As a preview of my much too long 2 week trip to Florida, my parents came to visit me over the weekend.  This was their first time here since I moved, and the first I've seen them since I visited back in August.  One thing you need to know about my parents.  They are certifiably, without a doubt, bat shit crazy.  Oh sure, everybody says that about their parents, but I bet you all don't keep a running log of proof!  Luckily for you, that's exactly what I did.

First up.....MOM:

When we were first pulling up towards my neighborhood, my mom was asking about local places to eat.  She looks across the street and says, "Oooh, do you ever go to that restaurant over there?  What's it called....Fridays?"  It was a TGI Fridays.

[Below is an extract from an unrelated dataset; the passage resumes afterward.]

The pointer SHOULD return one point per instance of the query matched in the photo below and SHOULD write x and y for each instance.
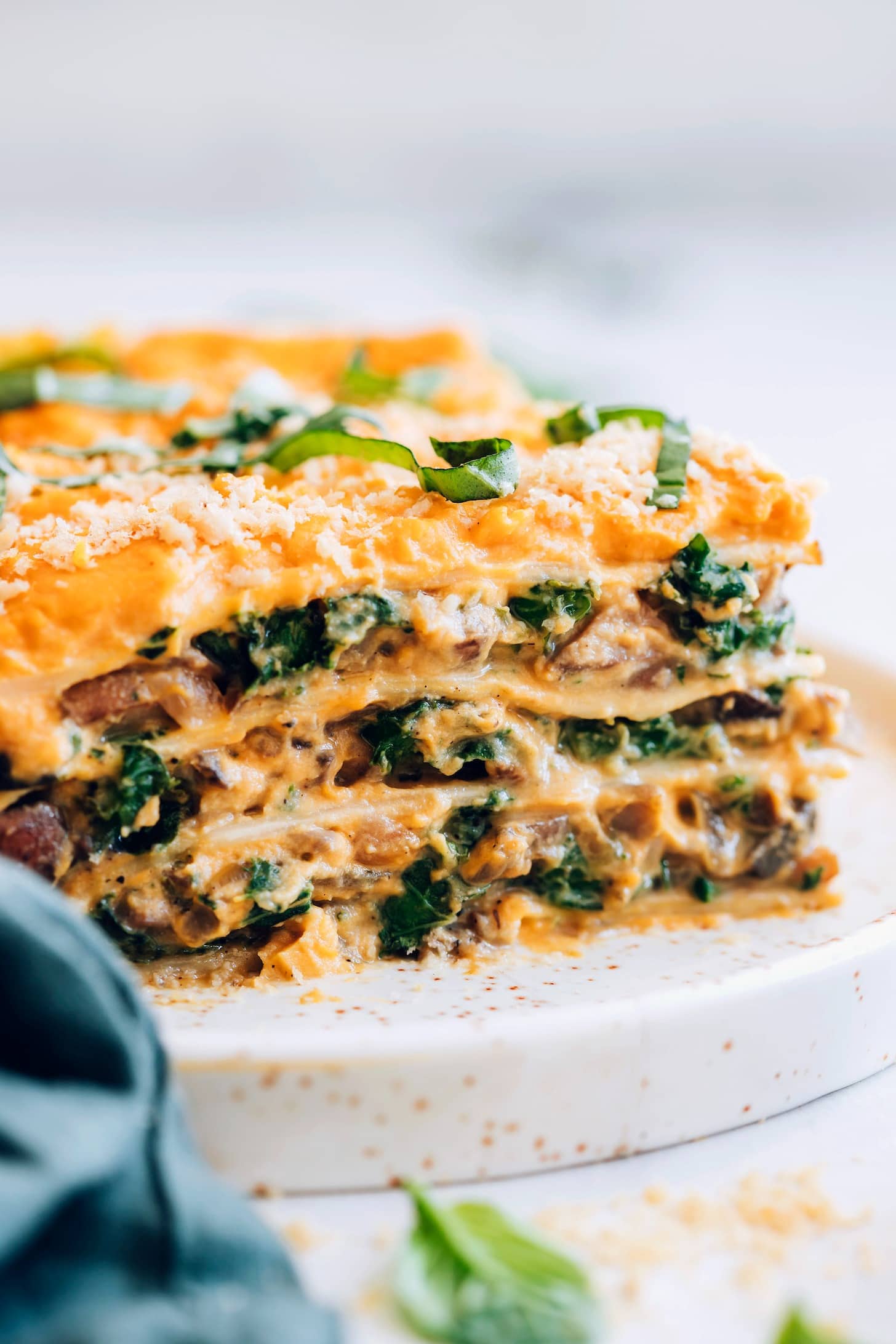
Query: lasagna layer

4 AM apparently seemed to be an appropriate time to wake up for my mom, and start rearranging my kitchen.

Finally, when driving home from dinner, my mom says, "I don't really like rap music."  Nobody had been talking before that statement.  Also, we were listening to Neil Young.

Next up.....DAD.

My dad was telling my mom something about NORAD.  She asked what that was.  He said, "It's the North American Defense System."  He had inadvertantly just spelled out NADS.

Throughout the weekend, my dad talked about his last trip to Denver.  He was convinced that there was an amazing Indian restaurant downtown that I had to go to.  He said "if we find the Holiday Inn downtown, then I know we'll find the restaurant.  He brought this up about 10 times just on the first day.  So the second morning, we drive downtown if for nothing else than to shut him up about this hotel, and we find the Holiday Inn.  As we pull up to he says, "Oh....you know, I think I actually stayed at the Sheraton."  Oh, and this trip he took to Denver?  It was in 1989.

Throughout the weekend, whenever we drove ANYWHERE, my dad would tell my mom at least 10x, "Look!  Look at the mountains!!"  Yes. In Denver.  Where the mountains are literally all around us.  As if they would up and move somewhere else overnight.

Finally, my dad has this knack for unsolicited explanations of the simplest, most basic things.  I'm talking things like what is a lawn sprinkler, why there are coat hooks in a restaurant, and the latest one from the weekend, why a restaurant has both inner and outer doors.  These are real things that have been described at great lengths to me....because apparently I'm incredibly ignorant.  Or an alien.  In which case, he'd be the perfect person to introduce my species to Earth.

So yes, it's a miracle I didn't headbutt anybody or anything this weekend.  I wonder how I'll survive the two weeks at home.  But, this weekend was not all frustration and fury.  We did see some cool stuff, like....

How candy gets made....



The obligatory trip to Red Rocks....



How to plan a trip to the Denver Mint and the Art Museum around days when they are closed.

Not pictured...because everything was usually closed the day we went.

And the Blossoms of Light at the Denver Botanical Gardens.


So with that, I again start to wonder how exactly I will make it through two whole weeks with these insane people.  Mostly, I'll try to stay reasonably drunk, and have an exit strategy for whenever my dad starts explaining to me how water comes out of the faucet.  Or what is a faucet.  Or what is water......

1 comment:

  1. oooooo that scarf looks warm! who needs a jacket!?